Pulp magazines – unlike ‘glossies’ or ‘slicks’ – specialized in adventure fiction. But what is adventure fiction? What makes a story ‘pulp’ (in the good sense)? Frank A. Munsey, best known as the creator of pulp magazine Argosy, wrote about the kinds of stories that he was looking for:
We want stories. That is what we mean – stories, not dialect sketches, not washed out studies of effete human nature, not weak tales of effete human nature, not weak tales of sickly sentimentality, not ‘pretty’ writing. (…) We do want fiction in which there is a story, a force, a tale that means something – in short, a story.
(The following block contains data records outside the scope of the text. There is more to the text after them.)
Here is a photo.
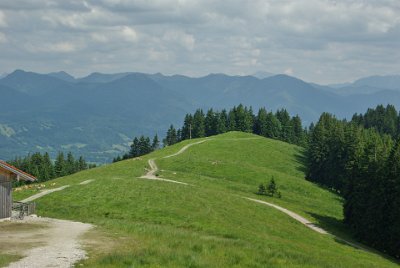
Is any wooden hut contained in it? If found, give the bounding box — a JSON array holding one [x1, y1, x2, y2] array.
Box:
[[0, 160, 36, 220]]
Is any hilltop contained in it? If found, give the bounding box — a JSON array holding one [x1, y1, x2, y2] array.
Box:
[[0, 70, 400, 163], [7, 132, 397, 267]]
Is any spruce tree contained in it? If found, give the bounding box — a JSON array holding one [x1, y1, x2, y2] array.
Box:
[[54, 152, 67, 178]]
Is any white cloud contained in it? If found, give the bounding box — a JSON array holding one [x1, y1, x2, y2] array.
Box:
[[283, 68, 293, 75], [25, 42, 78, 54], [120, 26, 138, 42], [0, 0, 400, 82], [0, 10, 8, 27], [0, 32, 8, 43]]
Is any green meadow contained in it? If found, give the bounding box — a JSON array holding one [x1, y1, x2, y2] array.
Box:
[[8, 132, 398, 268]]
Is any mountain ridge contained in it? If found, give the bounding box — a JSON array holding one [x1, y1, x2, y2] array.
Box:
[[0, 70, 400, 162]]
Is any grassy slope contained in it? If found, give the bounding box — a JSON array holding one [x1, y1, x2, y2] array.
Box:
[[10, 132, 397, 267]]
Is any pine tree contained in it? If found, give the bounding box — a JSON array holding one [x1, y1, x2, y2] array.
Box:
[[163, 125, 178, 146], [66, 152, 77, 175], [267, 177, 278, 196], [130, 137, 140, 159], [217, 109, 228, 134], [181, 114, 193, 140], [54, 152, 67, 178], [192, 109, 205, 138], [257, 183, 266, 195], [254, 108, 268, 137], [151, 134, 160, 151]]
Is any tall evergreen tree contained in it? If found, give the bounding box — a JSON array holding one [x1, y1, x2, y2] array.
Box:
[[54, 152, 67, 178]]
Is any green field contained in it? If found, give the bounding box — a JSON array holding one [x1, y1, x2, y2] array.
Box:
[[10, 132, 398, 268]]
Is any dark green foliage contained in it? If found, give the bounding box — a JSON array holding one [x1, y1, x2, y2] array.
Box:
[[163, 125, 179, 146], [192, 109, 206, 138], [177, 104, 307, 146], [257, 184, 266, 195], [113, 134, 161, 163], [307, 105, 400, 258], [8, 152, 90, 182], [151, 134, 160, 151], [352, 104, 400, 137], [257, 177, 282, 198], [267, 177, 278, 196]]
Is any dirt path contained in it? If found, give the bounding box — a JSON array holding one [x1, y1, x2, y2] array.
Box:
[[140, 139, 210, 185], [4, 217, 92, 268], [21, 185, 69, 203], [140, 138, 370, 251], [244, 197, 328, 234]]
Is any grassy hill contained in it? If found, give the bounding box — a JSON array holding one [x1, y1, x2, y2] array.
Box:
[[9, 132, 397, 267]]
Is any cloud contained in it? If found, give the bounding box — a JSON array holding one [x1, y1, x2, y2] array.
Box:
[[0, 10, 8, 28], [121, 26, 138, 42], [0, 32, 7, 43], [0, 0, 400, 83]]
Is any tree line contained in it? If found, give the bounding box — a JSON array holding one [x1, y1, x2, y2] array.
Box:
[[307, 105, 400, 258], [7, 152, 96, 182], [113, 104, 307, 162], [114, 102, 400, 258], [163, 104, 307, 146], [113, 134, 160, 163]]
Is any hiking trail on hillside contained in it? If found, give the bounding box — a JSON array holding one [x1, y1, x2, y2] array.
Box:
[[139, 139, 211, 185], [140, 138, 376, 254]]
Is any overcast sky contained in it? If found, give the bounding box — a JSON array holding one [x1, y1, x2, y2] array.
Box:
[[0, 0, 400, 83]]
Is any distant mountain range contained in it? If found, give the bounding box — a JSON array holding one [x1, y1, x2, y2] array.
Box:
[[0, 70, 400, 162]]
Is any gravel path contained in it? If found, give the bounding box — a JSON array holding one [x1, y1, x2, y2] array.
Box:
[[244, 197, 328, 234], [8, 217, 92, 268]]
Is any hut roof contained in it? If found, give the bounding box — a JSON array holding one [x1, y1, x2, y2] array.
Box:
[[0, 160, 36, 181]]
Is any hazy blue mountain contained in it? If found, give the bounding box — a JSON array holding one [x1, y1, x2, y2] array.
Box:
[[322, 75, 400, 96], [47, 71, 75, 82], [353, 75, 400, 90], [78, 73, 131, 83], [0, 70, 400, 162], [251, 71, 275, 79], [0, 70, 72, 96]]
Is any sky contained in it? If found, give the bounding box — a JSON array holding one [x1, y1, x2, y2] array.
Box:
[[0, 0, 400, 84]]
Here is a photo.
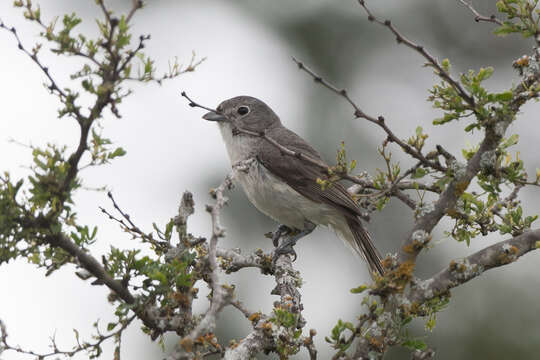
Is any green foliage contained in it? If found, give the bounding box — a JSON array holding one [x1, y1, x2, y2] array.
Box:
[[495, 0, 540, 38], [324, 319, 356, 353]]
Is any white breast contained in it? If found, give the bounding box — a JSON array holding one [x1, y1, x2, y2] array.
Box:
[[219, 124, 337, 229]]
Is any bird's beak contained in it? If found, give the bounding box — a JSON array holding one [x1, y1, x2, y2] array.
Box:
[[203, 112, 227, 121]]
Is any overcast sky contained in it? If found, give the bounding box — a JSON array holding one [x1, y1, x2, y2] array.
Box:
[[0, 0, 540, 360]]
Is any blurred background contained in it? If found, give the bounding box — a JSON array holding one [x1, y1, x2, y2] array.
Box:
[[0, 0, 540, 360]]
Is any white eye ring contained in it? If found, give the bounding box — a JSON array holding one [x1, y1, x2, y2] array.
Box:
[[236, 105, 249, 115]]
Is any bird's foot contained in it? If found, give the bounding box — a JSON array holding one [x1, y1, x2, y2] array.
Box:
[[272, 221, 316, 267], [272, 224, 293, 247]]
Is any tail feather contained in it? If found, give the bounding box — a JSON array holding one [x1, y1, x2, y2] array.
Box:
[[347, 218, 384, 275]]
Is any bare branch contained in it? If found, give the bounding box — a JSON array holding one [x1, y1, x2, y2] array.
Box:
[[293, 57, 446, 173], [409, 229, 540, 303], [0, 315, 136, 359], [358, 0, 476, 111], [458, 0, 503, 25]]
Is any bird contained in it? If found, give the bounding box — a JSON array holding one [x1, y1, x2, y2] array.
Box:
[[202, 96, 384, 276]]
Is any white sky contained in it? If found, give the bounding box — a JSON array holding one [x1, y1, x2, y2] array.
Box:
[[0, 1, 538, 360]]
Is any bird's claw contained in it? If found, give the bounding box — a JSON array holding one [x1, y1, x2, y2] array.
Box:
[[272, 237, 298, 267], [272, 225, 291, 248]]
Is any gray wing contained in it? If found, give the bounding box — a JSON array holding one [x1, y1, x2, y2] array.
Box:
[[257, 127, 363, 222]]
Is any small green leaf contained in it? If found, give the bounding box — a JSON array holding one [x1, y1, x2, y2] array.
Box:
[[350, 285, 369, 294], [401, 339, 427, 350]]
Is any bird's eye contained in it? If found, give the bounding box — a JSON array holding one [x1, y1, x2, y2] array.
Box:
[[236, 106, 249, 115]]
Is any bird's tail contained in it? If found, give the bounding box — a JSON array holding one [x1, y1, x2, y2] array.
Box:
[[347, 218, 384, 276]]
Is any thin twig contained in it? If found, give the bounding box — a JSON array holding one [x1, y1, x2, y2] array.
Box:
[[358, 0, 476, 110], [458, 0, 503, 25], [292, 57, 446, 172]]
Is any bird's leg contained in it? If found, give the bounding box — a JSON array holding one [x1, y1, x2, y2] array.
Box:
[[272, 224, 293, 247], [272, 220, 317, 264]]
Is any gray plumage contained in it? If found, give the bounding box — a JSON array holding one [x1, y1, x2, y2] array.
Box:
[[203, 96, 384, 274]]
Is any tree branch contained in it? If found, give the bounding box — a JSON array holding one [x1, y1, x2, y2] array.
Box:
[[458, 0, 503, 25], [292, 57, 446, 174], [358, 0, 476, 110], [409, 229, 540, 303]]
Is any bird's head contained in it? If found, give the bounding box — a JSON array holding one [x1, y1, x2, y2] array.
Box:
[[203, 96, 281, 132]]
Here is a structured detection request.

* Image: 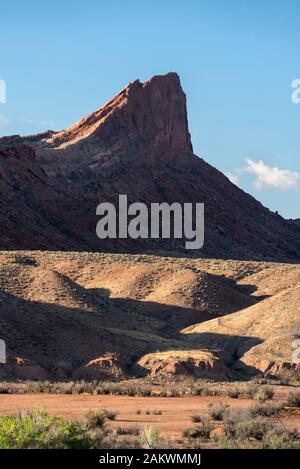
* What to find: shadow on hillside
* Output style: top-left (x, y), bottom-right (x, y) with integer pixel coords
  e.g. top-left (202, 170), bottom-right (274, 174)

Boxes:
top-left (0, 282), bottom-right (260, 380)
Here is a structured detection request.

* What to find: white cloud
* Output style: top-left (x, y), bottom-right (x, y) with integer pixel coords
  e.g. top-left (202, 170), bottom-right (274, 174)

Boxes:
top-left (0, 115), bottom-right (9, 132)
top-left (244, 158), bottom-right (300, 191)
top-left (224, 171), bottom-right (240, 186)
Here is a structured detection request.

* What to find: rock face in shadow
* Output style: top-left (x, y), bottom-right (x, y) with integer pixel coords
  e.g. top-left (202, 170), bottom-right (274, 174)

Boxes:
top-left (0, 73), bottom-right (300, 261)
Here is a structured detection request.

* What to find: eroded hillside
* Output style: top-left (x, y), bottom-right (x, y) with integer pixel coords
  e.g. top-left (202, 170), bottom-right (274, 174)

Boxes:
top-left (0, 251), bottom-right (300, 379)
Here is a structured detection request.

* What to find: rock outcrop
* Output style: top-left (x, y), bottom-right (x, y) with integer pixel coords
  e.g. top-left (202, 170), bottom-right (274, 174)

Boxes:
top-left (0, 73), bottom-right (300, 261)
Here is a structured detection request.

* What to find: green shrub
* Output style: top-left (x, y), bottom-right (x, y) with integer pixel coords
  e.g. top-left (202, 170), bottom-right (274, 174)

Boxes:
top-left (103, 409), bottom-right (118, 420)
top-left (85, 410), bottom-right (107, 430)
top-left (142, 428), bottom-right (160, 449)
top-left (250, 402), bottom-right (283, 417)
top-left (287, 392), bottom-right (300, 407)
top-left (227, 388), bottom-right (240, 399)
top-left (208, 404), bottom-right (230, 421)
top-left (182, 418), bottom-right (213, 440)
top-left (0, 411), bottom-right (92, 449)
top-left (253, 386), bottom-right (274, 402)
top-left (116, 427), bottom-right (140, 436)
top-left (191, 414), bottom-right (202, 423)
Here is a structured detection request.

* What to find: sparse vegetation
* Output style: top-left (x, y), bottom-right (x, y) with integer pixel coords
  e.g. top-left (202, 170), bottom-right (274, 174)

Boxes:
top-left (287, 392), bottom-right (300, 407)
top-left (227, 388), bottom-right (240, 399)
top-left (0, 411), bottom-right (93, 449)
top-left (142, 428), bottom-right (160, 449)
top-left (253, 386), bottom-right (274, 402)
top-left (85, 410), bottom-right (106, 430)
top-left (250, 402), bottom-right (283, 417)
top-left (116, 427), bottom-right (140, 436)
top-left (208, 404), bottom-right (230, 422)
top-left (182, 418), bottom-right (213, 440)
top-left (103, 409), bottom-right (118, 420)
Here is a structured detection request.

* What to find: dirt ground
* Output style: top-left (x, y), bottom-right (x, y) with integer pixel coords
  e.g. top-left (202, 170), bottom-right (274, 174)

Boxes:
top-left (0, 394), bottom-right (300, 440)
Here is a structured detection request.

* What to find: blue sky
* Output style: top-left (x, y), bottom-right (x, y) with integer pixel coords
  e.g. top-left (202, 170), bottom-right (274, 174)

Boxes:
top-left (0, 0), bottom-right (300, 218)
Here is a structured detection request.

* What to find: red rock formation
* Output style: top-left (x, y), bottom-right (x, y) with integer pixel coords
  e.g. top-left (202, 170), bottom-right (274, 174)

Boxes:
top-left (0, 73), bottom-right (300, 260)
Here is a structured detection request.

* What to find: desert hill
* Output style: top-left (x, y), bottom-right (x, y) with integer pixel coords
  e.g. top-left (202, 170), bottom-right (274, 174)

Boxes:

Good writing is as common as clamshells, while good stories are as rare as statesmanship.
This quote and a much more detailed discussion of what ‘pulp’ is can be found over at the Pulp Magazines Project website, which is a great resource if you are interested in these kinds of stories (and who isn’t?). Many great writers were published in pulp magazines, most notably perhaps Robert E. Howard, creator of Conan, Kull, and Solomon Kane (among others).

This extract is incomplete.